GAN stock advertised at the Nasdaq market site. The company is being sold to Japan’s Sega Sammy. (Image: Nasdaq)
The deal values the software provider at $1.97 a share, or a 121% premium to where the stock closed today. GAN investors are scheduled to meet in the first quarter to vote on the transaction, which could be finalized by the fourth quarter of 2024.
If the merger is approved by GAN’s shareholders and is completed, all outstanding GAN ordinary shares will be acquired for $1.97 per share in cash; GAN’s ordinary shares will no longer be subject to public reporting requirements under the Securities Exchange Act of 1934; and its ordinary shares will no longer trade on any market. Upon completion of the merger, GAN will become a wholly owned subsidiary of SSC,” according to a statement.
GAN’s board of directors formed a special committee, comprised exclusively of independent directors, to consider and negotiate the offer. The gaming technology company was advised by investment bank B. Riley.
Sega Sammy Buy Ends GAN Downward Spiral
UK-based GAN went public in the US about three and a half years ago as sports wagering equities were taking the investment community by storm.
At that time, enthusiasm for sport betting stocks was at a fevered pitch — a point proven by GAN pricing its initial public offering (IPO) at $8.50 and flirting with $13 on its first day of trading. From there, the stock ripped higher, eventually approaching $32 a share in February 2021, but from there, a prolonged slump ensued, resulting in today’s closing price of 89.1 cents. The stock has shed 43.91% of its value over the past 12 months.
“Formerly GameAccount Network, GAN provides enterprise SaaS solutions for online casino gaming and sports betting applications, namely its GameSTACK internet gaming platform,” according to Renaissance Capital, an IPO research firm.
What Sega Sammy’s plans are for GAN remain to be seen. The Japanese company currently has no direct exposure to the regulated sports betting market in North America, but that segment is highly tech-dependent, indicating the buy prove astute.
GAN Sale Not Surprising
GAN’s sale isn’t surprising. Earlier this year, the Irish company GAN announced a strategic review “to evaluate options available to hasten our path to better profitability metrics and a more attractive return profile.” Such reviews often lead to sales.
Additionally, the sale to Sega Sammy isn’t surprising because that company previously took over a term loan from GAN creditor Beach Point Capital. Sega Sammy extended lower interest credit to GAN as part of that transaction.

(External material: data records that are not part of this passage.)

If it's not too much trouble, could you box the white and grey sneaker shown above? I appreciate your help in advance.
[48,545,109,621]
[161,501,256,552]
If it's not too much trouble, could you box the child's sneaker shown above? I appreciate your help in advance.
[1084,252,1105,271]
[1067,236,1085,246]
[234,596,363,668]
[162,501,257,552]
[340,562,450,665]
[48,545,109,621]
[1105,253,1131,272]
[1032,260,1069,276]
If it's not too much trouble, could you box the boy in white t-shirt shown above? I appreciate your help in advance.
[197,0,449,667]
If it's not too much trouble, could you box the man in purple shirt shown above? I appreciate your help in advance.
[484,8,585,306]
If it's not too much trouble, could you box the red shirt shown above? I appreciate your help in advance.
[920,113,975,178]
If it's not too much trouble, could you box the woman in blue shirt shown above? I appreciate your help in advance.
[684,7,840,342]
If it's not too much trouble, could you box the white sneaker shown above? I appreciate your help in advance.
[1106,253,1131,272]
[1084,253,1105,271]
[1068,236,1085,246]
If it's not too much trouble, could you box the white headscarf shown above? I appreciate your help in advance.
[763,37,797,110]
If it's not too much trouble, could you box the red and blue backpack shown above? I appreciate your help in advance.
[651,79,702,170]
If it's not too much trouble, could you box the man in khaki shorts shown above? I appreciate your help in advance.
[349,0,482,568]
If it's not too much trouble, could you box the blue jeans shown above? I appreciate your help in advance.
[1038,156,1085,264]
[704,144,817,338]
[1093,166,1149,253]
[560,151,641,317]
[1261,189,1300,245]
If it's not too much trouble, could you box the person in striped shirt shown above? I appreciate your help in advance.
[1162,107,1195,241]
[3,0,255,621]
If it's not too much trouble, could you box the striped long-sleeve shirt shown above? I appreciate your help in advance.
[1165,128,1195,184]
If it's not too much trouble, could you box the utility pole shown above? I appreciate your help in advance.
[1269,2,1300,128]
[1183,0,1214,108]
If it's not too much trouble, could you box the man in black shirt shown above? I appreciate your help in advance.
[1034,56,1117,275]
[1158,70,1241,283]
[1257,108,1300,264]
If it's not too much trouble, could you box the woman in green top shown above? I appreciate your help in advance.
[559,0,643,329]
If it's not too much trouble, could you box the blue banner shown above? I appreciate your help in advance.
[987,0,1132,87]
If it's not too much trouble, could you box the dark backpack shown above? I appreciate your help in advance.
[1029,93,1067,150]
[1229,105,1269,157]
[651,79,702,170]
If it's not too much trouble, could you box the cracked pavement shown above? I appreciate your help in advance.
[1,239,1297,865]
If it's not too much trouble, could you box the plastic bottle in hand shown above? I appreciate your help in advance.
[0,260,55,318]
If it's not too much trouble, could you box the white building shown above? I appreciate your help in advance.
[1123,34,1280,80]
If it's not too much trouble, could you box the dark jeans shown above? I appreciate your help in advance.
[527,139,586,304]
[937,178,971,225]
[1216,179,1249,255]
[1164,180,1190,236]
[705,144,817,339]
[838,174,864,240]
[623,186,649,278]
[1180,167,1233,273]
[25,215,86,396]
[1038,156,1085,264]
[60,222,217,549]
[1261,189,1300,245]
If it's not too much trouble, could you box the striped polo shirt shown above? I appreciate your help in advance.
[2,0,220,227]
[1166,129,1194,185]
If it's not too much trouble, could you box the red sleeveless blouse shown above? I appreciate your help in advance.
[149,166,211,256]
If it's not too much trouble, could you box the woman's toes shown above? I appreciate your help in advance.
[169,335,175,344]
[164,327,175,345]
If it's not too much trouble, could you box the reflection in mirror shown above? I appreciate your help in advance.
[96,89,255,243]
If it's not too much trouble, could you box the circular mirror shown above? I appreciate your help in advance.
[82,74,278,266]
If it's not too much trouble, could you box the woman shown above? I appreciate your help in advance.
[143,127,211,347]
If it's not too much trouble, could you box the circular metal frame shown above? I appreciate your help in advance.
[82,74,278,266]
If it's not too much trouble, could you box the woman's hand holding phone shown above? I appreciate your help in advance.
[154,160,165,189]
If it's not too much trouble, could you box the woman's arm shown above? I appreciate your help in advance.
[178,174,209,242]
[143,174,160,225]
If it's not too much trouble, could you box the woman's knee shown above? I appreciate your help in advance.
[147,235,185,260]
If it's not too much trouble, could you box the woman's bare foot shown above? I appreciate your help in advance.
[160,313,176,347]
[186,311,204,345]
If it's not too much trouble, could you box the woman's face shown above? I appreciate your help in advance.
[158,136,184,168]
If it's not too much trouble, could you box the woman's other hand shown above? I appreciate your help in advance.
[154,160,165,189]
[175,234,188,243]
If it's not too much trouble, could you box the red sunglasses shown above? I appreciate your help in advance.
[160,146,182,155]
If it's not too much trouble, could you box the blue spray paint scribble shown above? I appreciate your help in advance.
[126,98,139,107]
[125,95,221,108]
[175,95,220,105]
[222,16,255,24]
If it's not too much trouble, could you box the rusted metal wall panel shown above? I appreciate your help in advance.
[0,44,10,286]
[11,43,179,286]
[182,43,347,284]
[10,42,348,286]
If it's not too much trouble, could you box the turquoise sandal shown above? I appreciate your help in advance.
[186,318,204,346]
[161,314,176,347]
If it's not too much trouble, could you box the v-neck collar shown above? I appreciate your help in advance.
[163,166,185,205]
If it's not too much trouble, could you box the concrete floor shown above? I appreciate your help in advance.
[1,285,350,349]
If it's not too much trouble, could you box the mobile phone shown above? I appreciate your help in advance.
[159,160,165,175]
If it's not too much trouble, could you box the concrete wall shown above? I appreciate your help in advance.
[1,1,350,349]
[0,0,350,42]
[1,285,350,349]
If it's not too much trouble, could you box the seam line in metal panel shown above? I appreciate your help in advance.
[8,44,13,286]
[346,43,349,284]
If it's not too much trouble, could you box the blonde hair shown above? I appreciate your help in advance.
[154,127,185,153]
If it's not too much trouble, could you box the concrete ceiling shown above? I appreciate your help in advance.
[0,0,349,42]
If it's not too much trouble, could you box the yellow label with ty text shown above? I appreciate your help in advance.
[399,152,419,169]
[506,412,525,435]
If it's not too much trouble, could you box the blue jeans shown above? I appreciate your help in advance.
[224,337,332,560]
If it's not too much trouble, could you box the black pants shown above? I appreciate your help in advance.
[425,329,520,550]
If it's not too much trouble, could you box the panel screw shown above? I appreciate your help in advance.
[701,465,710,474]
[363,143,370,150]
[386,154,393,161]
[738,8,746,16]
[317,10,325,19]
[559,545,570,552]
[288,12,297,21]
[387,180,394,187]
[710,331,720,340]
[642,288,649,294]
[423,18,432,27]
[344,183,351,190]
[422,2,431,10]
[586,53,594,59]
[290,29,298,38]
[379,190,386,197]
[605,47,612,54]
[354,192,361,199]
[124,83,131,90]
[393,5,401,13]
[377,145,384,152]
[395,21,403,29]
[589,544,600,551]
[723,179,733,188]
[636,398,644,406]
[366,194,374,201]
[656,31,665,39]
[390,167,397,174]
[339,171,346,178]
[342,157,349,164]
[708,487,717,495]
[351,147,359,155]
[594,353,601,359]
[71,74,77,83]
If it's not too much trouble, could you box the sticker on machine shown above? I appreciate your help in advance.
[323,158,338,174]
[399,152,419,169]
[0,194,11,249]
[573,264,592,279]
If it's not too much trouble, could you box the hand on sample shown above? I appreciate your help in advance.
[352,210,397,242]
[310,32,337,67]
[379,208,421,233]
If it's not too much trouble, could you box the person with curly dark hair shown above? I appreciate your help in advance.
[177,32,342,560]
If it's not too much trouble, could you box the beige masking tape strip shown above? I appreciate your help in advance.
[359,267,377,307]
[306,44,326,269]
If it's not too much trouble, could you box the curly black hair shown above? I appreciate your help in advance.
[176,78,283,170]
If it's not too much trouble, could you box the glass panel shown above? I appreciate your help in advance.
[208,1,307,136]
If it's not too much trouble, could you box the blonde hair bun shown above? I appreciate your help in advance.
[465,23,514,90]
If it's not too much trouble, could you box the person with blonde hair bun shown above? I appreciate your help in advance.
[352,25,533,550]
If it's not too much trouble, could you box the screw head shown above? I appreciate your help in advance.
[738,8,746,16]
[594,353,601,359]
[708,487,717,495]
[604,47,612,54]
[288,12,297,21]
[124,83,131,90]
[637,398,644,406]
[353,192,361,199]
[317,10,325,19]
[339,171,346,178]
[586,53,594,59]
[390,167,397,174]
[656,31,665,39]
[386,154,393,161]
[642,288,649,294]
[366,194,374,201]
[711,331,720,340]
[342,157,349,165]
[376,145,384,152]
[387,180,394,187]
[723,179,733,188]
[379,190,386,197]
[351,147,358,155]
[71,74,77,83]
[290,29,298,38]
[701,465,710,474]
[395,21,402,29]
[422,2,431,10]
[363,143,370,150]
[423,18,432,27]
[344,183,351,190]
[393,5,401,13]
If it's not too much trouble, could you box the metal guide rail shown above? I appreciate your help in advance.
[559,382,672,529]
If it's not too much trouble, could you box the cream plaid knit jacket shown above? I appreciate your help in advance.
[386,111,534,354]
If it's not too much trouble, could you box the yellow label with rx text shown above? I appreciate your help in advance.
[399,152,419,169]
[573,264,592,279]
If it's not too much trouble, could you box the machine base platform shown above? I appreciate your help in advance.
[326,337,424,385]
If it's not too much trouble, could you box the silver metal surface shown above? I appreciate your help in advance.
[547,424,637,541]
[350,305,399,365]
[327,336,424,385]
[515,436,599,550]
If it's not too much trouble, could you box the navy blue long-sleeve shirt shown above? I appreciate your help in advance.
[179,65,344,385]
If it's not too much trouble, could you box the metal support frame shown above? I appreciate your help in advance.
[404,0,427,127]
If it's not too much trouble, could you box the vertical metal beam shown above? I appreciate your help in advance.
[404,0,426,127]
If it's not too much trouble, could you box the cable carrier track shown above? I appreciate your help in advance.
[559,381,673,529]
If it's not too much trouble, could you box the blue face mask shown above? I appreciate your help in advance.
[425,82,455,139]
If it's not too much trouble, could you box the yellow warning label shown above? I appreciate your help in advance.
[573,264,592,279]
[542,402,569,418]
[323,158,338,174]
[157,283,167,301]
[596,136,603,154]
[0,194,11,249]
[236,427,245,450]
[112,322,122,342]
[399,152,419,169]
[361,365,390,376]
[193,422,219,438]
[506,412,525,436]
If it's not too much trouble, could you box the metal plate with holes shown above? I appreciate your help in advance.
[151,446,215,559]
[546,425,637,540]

“After a thoughtful review of value creation opportunities available to us, we are pleased to have reached this agreement with SSC,” GAN interim CEO Seamus McGill in the statement. “Market share concentration in the U.S. B2C space, a slower than expected adoption of regulated online gaming in the U.S., along with changes to key customer contracts make the near-term operating environment challenging without ample capital resources. Sega Sammy has those resources and GAN is a strategic complement to their existing gaming portfolio. We believe this all-cash offer, at a substantial premium to recent trading prices, is the value-maximizing path for our shareholder.”